Edge devices are seeing tremendous growth in sensing and computational capabilities. Running state-of-the-art deep neural network (NN) based data processing on multi-core CPU processors, embedded Graphics Processing Units (GPU), Tensor Processing Units (TPU), Neural Processing Units (NPU), Deep Learning Accelerators (DLA) etc., edge devices are now able to handle heavy data computations with limited or without cloud connectivity. In addition to hardware resources, software frameworks that optimize a trained neural network (NN) model through weight clustering and pruning, weight and input-output quantization to fewer bits, fusing NN layers etc., for more efficient execution of NN inferences on edge platforms, play an important role in making machine learning at the edge (namely EdgeML) a reality. This paper is a first effort in characterizing these software frameworks for DNN inference optimizations on edge devices, especially edge GPUs which are now ubiquitously used in all embedded deep learning systems. The interactions between software optimizations and the underlying GPU hardware is carefully examined.

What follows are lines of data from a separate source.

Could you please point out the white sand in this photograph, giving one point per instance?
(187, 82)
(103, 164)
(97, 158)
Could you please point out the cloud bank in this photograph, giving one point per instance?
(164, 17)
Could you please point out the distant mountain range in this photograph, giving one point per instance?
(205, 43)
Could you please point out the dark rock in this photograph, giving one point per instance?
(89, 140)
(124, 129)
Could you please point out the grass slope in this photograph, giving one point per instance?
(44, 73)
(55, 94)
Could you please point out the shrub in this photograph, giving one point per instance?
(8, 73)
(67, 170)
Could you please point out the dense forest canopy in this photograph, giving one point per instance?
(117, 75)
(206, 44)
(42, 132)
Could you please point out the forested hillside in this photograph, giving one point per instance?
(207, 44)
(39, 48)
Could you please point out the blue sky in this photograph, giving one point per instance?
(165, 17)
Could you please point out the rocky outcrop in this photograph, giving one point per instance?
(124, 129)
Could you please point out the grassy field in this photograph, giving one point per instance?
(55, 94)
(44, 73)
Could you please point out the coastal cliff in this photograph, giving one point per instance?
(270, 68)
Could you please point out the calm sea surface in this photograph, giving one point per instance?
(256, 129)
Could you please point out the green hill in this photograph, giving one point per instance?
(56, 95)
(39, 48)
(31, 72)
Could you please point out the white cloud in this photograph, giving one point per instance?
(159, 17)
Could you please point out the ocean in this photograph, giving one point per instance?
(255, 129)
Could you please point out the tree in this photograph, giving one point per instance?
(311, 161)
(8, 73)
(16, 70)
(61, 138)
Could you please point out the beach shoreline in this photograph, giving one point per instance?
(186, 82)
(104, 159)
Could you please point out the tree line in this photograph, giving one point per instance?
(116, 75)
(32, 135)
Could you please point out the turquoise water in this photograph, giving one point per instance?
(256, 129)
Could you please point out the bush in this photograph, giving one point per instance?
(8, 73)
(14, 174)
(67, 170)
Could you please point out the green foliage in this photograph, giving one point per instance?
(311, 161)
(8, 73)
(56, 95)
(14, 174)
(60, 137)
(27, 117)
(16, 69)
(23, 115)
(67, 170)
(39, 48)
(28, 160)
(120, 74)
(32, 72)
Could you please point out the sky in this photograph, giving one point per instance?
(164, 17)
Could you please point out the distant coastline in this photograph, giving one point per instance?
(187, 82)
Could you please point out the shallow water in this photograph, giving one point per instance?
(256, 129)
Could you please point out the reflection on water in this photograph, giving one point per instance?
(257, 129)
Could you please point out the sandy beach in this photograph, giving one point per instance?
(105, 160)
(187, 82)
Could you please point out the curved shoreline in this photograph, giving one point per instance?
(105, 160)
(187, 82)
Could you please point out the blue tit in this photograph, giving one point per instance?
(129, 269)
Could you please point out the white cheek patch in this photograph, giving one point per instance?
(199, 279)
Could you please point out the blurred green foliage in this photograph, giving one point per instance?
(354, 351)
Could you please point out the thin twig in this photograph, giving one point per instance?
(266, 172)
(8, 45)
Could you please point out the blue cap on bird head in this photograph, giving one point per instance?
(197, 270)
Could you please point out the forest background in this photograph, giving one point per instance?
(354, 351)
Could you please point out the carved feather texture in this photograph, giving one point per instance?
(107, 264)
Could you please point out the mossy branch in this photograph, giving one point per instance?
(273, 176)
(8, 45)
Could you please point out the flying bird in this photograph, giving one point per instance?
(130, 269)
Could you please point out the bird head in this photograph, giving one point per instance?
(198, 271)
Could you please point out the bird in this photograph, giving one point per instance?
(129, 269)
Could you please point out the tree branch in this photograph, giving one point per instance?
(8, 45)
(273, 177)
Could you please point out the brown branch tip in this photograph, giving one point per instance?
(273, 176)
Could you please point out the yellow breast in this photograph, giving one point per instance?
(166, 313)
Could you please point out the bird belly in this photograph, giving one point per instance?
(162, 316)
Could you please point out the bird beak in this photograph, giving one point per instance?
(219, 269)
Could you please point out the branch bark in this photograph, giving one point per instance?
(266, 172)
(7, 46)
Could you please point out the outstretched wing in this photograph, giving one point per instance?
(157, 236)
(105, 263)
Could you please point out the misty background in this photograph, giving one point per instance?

As most NN optimization engines are proprietary softwares with undocumented internal details in the public domain, our empirical analysis on real embedded GPU platforms using a variety of widely used DNNs, provide various interesting findings. We observe tremendous performance gain and non-negligible accuracy gain from the software optimizations, but also find highly unexpected non-deterministic behaviors such as different outputs on same inputs or increased execution latency for same NN model on more powerful hardware platforms. Application developers using these proprietary software optimization engines, would benefit from our analysis and the discussed implications of our findings, with examples from real applications like intelligent traffic intersection control and Advanced Driving Assistance Systems (ADAS). There are important implications of our findings on performance modeling and prediction research too, that focus on micro-architecture modeling based application performance prediction, but should now additionally consider optimization engines that this paper examines.